I enjoyed art and was involved with STEM courses in high school and (like Sophie) I narrowed my search to design, specifically architecture. I pivoted towards WIT’s Center for Applied Research (now known as School of Architecture & Design) labs, where I became a fabrication lab mentor/monitor and quickly became a familiar and reliable face in the architecture department. After finishing my master’s degree, I took a role as a designer and educator at the nonprofit YouthBuild Boston (YBB) whose mission is to provide for underserved communities of color, particularly for youth interested in the construction and design industries. As a young woman of color in design, it was clear how important representation and diversity is in our industries, especially for young people.
Serving Our Community
Serving the community deepens our practice, expands our thinking and at times, results in our most impactful work. Giving back is essential to our society—providing agency to explore and create with access to resources and tools. We take initiative to expose people to architecture and design at different stages of life.

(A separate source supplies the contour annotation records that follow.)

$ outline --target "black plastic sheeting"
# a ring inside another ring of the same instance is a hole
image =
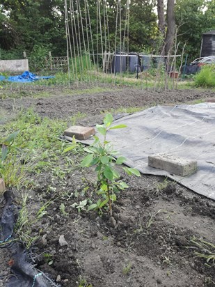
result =
[[[15,276],[10,277],[6,287],[59,287],[47,276],[37,270],[28,261],[28,254],[17,241],[13,241],[13,228],[15,222],[14,206],[12,193],[4,193],[6,201],[2,212],[0,228],[0,245],[1,248],[8,248],[11,253],[13,265],[11,272]]]

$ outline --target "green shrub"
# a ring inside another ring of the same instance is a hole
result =
[[[194,78],[195,85],[203,88],[215,87],[215,65],[207,65],[202,68]]]

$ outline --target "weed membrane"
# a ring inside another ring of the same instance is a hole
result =
[[[61,285],[54,283],[29,262],[28,253],[19,242],[13,241],[15,215],[12,192],[6,192],[4,198],[6,203],[2,213],[0,229],[0,243],[3,245],[0,247],[9,249],[11,254],[9,265],[12,274],[15,275],[8,280],[6,287],[59,287]]]

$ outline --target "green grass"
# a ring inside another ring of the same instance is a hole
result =
[[[215,65],[207,65],[194,77],[197,87],[215,88]]]
[[[15,153],[8,154],[2,176],[7,186],[22,188],[33,184],[32,174],[39,174],[49,170],[53,177],[62,177],[61,173],[52,169],[59,166],[59,159],[63,157],[63,150],[66,144],[58,137],[67,128],[67,123],[60,120],[41,119],[31,109],[21,112],[17,118],[2,126],[1,139],[6,138],[14,131],[19,130],[15,144],[19,148]],[[66,161],[62,170],[68,170]]]

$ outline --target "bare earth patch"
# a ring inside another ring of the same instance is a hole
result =
[[[77,123],[94,125],[108,110],[212,98],[214,93],[209,91],[158,93],[127,88],[93,95],[4,100],[0,106],[4,117],[33,107],[41,116],[64,118],[68,123],[73,115],[86,114]],[[92,171],[86,176],[93,181]],[[51,181],[48,171],[35,178],[38,186],[32,190],[29,206],[56,199],[35,227],[42,228],[31,250],[36,267],[55,280],[60,278],[63,286],[78,286],[80,276],[93,287],[215,286],[214,265],[206,265],[189,248],[193,247],[194,238],[214,243],[215,203],[161,177],[122,176],[129,187],[118,194],[113,205],[116,222],[105,212],[99,217],[71,207],[79,200],[75,192],[81,192],[86,185],[78,170],[67,174],[63,183]],[[51,185],[55,190],[48,188]],[[67,214],[61,212],[61,203]],[[0,199],[0,214],[3,205]],[[63,235],[65,244],[61,246]],[[51,255],[52,262],[44,253]],[[5,286],[9,274],[9,260],[7,249],[0,249],[0,286]]]

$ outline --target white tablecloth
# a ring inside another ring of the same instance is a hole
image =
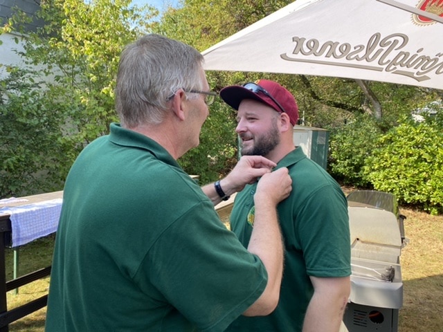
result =
[[[57,231],[62,199],[15,207],[0,205],[0,214],[10,214],[12,247],[23,246]]]

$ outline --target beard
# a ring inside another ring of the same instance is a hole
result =
[[[245,135],[240,137],[246,137]],[[248,136],[250,138],[250,136]],[[273,120],[269,130],[253,138],[254,144],[249,147],[242,147],[242,156],[267,156],[280,143],[280,132],[276,121]]]

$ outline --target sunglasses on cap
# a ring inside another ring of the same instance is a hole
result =
[[[243,84],[242,86],[244,89],[247,89],[248,90],[253,92],[254,93],[258,93],[259,92],[261,92],[262,93],[269,97],[272,100],[272,101],[274,102],[275,104],[280,108],[280,109],[282,110],[282,112],[286,113],[286,111],[284,111],[284,109],[283,109],[283,107],[282,107],[282,105],[280,105],[280,103],[277,100],[275,100],[275,98],[274,98],[271,95],[271,93],[269,93],[268,91],[266,91],[264,89],[263,89],[260,85],[255,83],[253,83],[252,82],[250,82],[248,83],[246,83]]]

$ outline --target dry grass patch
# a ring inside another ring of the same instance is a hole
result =
[[[399,311],[399,332],[441,332],[443,326],[443,216],[431,216],[401,208],[406,216],[405,232],[409,243],[403,249],[400,262],[404,282],[404,303]],[[224,219],[224,221],[227,221]],[[21,270],[27,273],[46,266],[52,257],[52,239],[37,240],[21,251]],[[12,275],[12,252],[7,266]],[[10,278],[9,278],[10,279]],[[12,308],[47,293],[48,278],[20,288],[19,294],[8,294]],[[46,308],[10,325],[10,332],[43,332]],[[352,332],[352,331],[350,331]]]

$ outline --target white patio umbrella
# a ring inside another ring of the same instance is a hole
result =
[[[443,89],[443,0],[297,0],[203,52],[205,69]]]

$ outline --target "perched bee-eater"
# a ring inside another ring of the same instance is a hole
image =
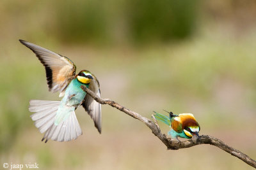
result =
[[[198,123],[197,123],[194,115],[191,113],[181,113],[179,115],[174,115],[172,112],[168,112],[168,116],[156,113],[154,117],[166,125],[172,127],[168,132],[168,134],[173,138],[176,138],[179,142],[178,137],[191,139],[192,136],[196,135],[199,138],[198,132],[200,129]]]
[[[76,75],[76,67],[68,58],[24,40],[45,68],[49,90],[59,91],[61,101],[31,100],[29,110],[35,126],[44,133],[42,141],[69,141],[82,134],[75,110],[83,105],[101,132],[101,105],[81,89],[85,85],[100,97],[99,83],[89,71]]]

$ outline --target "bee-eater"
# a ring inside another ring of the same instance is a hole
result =
[[[200,129],[198,123],[196,122],[194,115],[191,113],[180,113],[178,115],[172,112],[168,112],[169,117],[156,113],[154,117],[172,127],[168,134],[173,138],[176,138],[179,142],[178,137],[191,139],[196,135],[199,138],[198,132]]]
[[[60,101],[31,100],[29,110],[35,126],[44,133],[43,141],[68,141],[82,134],[75,110],[83,105],[101,132],[101,105],[81,89],[85,85],[100,97],[99,83],[89,71],[76,75],[76,67],[68,58],[31,43],[19,40],[31,50],[45,68],[49,90],[59,91]]]

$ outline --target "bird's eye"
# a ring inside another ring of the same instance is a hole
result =
[[[91,80],[90,78],[80,76],[77,76],[77,80],[78,81],[84,84],[88,84],[91,81]]]

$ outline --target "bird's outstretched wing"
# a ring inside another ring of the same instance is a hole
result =
[[[66,57],[31,43],[19,41],[31,50],[45,66],[49,90],[52,92],[64,91],[76,74],[76,67],[73,62]]]
[[[93,79],[90,83],[89,89],[100,97],[100,85],[96,77],[92,74],[92,75]],[[99,132],[101,133],[101,104],[95,101],[90,95],[86,95],[82,105],[93,120],[94,125]]]

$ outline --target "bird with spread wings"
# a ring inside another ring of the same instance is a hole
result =
[[[100,97],[99,81],[89,71],[76,74],[76,67],[68,58],[31,43],[19,40],[31,50],[45,68],[49,90],[60,92],[60,101],[31,100],[29,110],[35,126],[44,133],[43,141],[69,141],[82,134],[75,110],[82,105],[101,133],[101,105],[81,88],[85,85]]]

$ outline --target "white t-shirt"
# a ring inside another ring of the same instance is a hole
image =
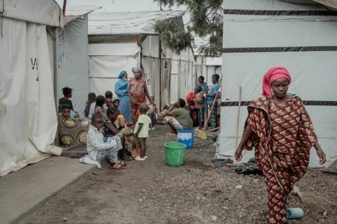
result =
[[[140,115],[137,120],[133,133],[137,132],[138,130],[139,124],[143,124],[142,129],[139,132],[138,136],[140,138],[147,138],[149,136],[149,126],[150,123],[151,119],[148,115],[145,114]]]

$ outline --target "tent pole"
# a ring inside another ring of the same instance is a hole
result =
[[[58,114],[58,28],[54,27],[54,98],[55,98],[55,108],[56,113]]]

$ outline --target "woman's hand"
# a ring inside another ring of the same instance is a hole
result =
[[[241,162],[242,160],[242,151],[244,150],[243,148],[237,148],[235,150],[234,158],[235,160],[237,162]]]
[[[324,152],[323,152],[323,150],[320,148],[317,150],[316,152],[317,153],[317,155],[319,158],[319,164],[321,165],[324,164],[325,163],[325,162],[326,161],[326,158],[325,156]]]
[[[133,134],[133,132],[125,132],[125,136],[128,137],[130,136],[135,136],[135,134]]]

While our project work keeps us busy throughout the calendar year, we intentionally make time to serve different initiatives. For Martin Luther King Jr. Day, we partner annually with local schools and nonprofit communities to provide design services and solutions for their current needs. To expose youth to design even sooner than high school, we’ve developed a relationship with the theater department at Boston Public Schools. At times, our work is set as a backdrops and props for musicals put on by the theater department.
PAYETTE also hosts crash courses in the summer for Boston Public high school students to introduce design thinking and potential pathways in construction and design. Showing them why their voices matter and how impactful it can be is a valuable lesson in their adolescence.
Every fall, PAYETTE holds a studio course called “OpenLAB Boston” for Virginia Tech School of Architecture students, an immersive studio where they explore and synthesize the many facets of architectural practice, including fabrication. Through hands-on model making and mock-ups at multiple scales, I mentor students throughout the semester, guiding their use of digital fabrication tools and reinforcing how the act of making accelerates their understanding of architecture.